In [1]:
import pandas as pd
import glob
import os

In [2]:
folder_path = 'data/*.csv'
dfs = []
for file_path in glob.glob(folder_path):
    df = pd.read_csv(file_path)
    file_name = os.path.basename(file_path)  # Get the file name from the file path
    df_subset = df[['Total State Funds*', 'State Agencies']]  # Select the desired column(s)
    df_subset['Year'] = file_name[:4]  # Add a column with the file name
    dfs.append(df_subset)

combined_df = pd.concat(dfs, ignore_index=True).sort_values(by='Year').reset_index(drop=True)

In [3]:
combined_df

Unnamed: 0,Total State Funds*,State Agencies,Year
0,"$3,186,058",Environmental Protection,2017
1,"$183,256,293",TOTALS,2017
2,"$12,988,956",Transportation,2017
3,"$5,197,052",Natural Resources,2017
4,"$6,744,679","Legislative, Judicial, and Executive",2017
...,...,...,...
86,"$1,916,824",Labor and Workforce Development,2023
87,"$10,329,964","Legislative, Judicial, and Executive",2023
88,"$11,256,487",Natural Resources,2023
89,"$18,900,398",Transportation,2023


In [4]:
df = combined_df
# Remove dollar signs and convert to integer
df['Total State Funds*'] = df['Total State Funds*'].replace({'\$': '', ',': ''}, regex=True).astype(int)
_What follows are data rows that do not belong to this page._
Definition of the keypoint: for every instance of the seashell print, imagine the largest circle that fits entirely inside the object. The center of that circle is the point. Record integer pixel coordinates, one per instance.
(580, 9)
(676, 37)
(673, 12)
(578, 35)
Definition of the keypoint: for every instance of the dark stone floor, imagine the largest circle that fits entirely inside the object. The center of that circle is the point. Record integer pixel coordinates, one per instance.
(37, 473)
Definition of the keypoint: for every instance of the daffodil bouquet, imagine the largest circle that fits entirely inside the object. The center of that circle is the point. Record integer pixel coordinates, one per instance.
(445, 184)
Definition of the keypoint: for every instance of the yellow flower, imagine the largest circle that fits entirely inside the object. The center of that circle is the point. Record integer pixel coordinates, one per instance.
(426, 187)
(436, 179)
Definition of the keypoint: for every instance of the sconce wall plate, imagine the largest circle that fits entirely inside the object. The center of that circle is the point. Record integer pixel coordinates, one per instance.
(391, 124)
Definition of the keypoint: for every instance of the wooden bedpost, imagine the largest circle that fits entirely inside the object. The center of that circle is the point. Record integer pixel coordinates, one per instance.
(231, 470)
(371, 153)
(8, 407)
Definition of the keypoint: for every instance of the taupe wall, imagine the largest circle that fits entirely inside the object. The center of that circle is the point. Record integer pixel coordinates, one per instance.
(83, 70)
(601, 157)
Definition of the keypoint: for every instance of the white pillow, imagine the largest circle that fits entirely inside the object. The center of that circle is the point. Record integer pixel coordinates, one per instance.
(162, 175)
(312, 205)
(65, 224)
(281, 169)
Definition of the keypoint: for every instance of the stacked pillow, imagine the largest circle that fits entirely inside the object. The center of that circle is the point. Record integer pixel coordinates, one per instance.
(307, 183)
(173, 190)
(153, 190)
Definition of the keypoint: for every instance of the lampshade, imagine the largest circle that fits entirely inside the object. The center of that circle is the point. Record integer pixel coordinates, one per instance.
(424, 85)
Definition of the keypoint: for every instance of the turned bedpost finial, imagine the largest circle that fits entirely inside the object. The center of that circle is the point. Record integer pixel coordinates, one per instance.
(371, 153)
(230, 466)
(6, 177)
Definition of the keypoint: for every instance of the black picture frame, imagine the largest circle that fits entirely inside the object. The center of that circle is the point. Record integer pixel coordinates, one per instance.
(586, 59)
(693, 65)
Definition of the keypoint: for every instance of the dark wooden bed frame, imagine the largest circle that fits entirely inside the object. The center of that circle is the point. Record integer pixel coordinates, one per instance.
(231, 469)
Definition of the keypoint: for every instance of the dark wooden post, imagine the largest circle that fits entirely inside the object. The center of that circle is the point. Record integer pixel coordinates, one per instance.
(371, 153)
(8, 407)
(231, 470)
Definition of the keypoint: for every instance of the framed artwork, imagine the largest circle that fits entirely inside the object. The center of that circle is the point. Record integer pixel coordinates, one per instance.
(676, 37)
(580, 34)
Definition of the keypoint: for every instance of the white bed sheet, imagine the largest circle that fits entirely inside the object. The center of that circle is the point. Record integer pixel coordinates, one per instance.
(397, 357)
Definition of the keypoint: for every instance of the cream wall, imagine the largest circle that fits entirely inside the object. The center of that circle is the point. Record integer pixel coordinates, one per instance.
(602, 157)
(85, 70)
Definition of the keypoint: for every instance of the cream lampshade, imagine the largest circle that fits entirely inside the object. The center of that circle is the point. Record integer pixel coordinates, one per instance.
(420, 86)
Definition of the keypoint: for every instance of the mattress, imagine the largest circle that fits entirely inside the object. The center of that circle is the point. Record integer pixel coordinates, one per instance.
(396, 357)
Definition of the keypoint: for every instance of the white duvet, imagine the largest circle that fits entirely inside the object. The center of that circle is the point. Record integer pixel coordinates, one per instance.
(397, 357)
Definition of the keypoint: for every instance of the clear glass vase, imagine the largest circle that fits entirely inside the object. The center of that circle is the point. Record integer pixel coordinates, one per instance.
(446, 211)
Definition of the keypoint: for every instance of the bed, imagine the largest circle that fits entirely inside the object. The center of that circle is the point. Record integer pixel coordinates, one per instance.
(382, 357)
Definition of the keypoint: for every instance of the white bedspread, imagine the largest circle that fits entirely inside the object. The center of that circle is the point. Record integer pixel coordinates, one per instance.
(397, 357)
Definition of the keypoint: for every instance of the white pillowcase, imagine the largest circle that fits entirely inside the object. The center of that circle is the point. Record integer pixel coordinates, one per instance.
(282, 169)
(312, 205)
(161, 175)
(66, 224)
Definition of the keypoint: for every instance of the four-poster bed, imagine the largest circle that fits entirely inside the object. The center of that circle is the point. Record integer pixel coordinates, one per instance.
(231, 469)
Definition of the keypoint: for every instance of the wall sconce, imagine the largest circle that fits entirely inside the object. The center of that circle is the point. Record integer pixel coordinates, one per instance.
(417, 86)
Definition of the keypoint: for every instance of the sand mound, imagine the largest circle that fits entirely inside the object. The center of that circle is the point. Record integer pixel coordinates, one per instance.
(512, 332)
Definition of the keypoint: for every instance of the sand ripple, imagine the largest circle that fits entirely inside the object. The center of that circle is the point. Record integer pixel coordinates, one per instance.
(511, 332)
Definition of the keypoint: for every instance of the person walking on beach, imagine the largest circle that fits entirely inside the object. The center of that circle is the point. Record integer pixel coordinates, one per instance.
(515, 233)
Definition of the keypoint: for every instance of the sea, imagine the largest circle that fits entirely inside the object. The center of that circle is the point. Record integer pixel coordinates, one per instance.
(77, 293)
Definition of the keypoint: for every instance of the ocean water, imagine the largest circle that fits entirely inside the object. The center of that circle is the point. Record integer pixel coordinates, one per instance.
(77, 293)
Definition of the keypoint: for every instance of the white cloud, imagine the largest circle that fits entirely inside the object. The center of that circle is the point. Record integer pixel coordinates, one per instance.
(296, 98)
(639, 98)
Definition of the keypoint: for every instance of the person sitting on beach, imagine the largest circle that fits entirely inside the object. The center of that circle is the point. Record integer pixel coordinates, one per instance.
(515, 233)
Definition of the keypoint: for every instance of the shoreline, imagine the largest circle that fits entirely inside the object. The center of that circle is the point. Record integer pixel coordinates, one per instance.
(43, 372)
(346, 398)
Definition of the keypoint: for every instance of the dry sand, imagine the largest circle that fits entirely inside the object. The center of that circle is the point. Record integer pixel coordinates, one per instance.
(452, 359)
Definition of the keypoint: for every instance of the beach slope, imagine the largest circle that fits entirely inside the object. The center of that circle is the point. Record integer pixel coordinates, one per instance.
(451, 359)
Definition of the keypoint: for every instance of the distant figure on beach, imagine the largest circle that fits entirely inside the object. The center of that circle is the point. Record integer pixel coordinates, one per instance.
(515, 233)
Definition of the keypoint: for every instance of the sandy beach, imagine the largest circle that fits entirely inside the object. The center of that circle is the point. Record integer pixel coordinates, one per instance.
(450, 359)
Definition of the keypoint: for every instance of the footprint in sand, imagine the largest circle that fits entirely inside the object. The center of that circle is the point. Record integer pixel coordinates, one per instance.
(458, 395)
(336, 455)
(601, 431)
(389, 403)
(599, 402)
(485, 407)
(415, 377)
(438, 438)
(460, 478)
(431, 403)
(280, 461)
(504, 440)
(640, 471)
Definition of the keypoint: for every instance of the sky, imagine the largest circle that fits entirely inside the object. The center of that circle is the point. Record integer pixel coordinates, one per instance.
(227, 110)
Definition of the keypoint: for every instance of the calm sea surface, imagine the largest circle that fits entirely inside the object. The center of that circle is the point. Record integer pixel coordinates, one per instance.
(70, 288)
# Exclude the "TOTALS" row
df = df[df['State Agencies'] != 'TOTALS']

df.head()

df['State Agencies'].unique()

df.loc[df['State Agencies'] == 'Business, Consumer Services, and Housing', 'State Agencies'] = 'Business, Cons. Serv. & Housing'

In [5]:
import altair as alt

# Line Chart
line_chart = alt.Chart(df).mark_line(point=True).encode(
    x='Year:O',
    y=alt.Y('Total State Funds*', title='Total State Funds in thousands of dollars'),
    color='State Agencies',
    tooltip=['Year', 'State Agencies', 'Total State Funds*']
).properties(
    width=700,
    height=400,
    title='Yearly State Funding by Agency (Line Chart)'
)
line_chart.interactive()

In [6]:
# Stacked Bar Chart
stacked_bar_chart = alt.Chart(df).mark_bar().encode(
    x='Year:O',
    y=alt.Y('Total State Funds*', title='State Funds in thousands of dollars'),
    color='State Agencies:N',
    tooltip=['Year', 'State Agencies', 'Total State Funds*']
).properties(
    width=700,
    height=400,
    title='Yearly State Funding by Agency (Stacked Bar Chart)'
)

stacked_bar_chart

In [7]:
!pip install openpyxl



In [8]:
import openpyxl
data = pd.read_excel("/home/jovyan/work/California Department Spending.xlsx")

# Set the first row as the header
data.columns = data.iloc[0]

# Drop the first row
data = data.iloc[1:]

# Reset the index
data.reset_index(drop=True, inplace=True)

# Display the cleaned data
data.head()

Unnamed: 0,index,State Agencies,2017 Departments,2022 Departments,2017 Spending,2022 Spending,Percent Change
0,0,"Business, Consumer Services, Housing","Business, Consumer Svcs, Housing, Scty","Business, Consumer Svcs, Housing, Scty",763.0,1307287,1712.351245
1,1,"Business, Consumer Services, Housing",Cannabis Control Appeals Panel,Cannabis Control Appeals Panel,1045.0,3199,2.061244
2,2,"Business, Consumer Services, Housing",Department of Consumer Affairs,Department of Consumer Affairs,653307.0,696177,0.06562
3,3,"Business, Consumer Services, Housing",,Department of Cannabis Control,,200880,
4,4,"Business, Consumer Services, Housing",,"Department of Fair Employment, Housing",,49240,


In [9]:

# Convert the '2017 Spending' and '2022 Spending' columns to numeric format
data['2017 Spending'] = pd.to_numeric(data['2017 Spending'], errors='coerce')
data['2022 Spending'] = pd.to_numeric(data['2022 Spending'], errors='coerce')

# Multiply the spending columns by 1000 to add three zeroes
data['2017 Spending'] *= 1000
data['2022 Spending'] *= 1000

# Combine '2017 Departments' and '2022 Departments' into a single 'Department' column
data['Department'] = data['2017 Departments'].fillna(data['2022 Departments'])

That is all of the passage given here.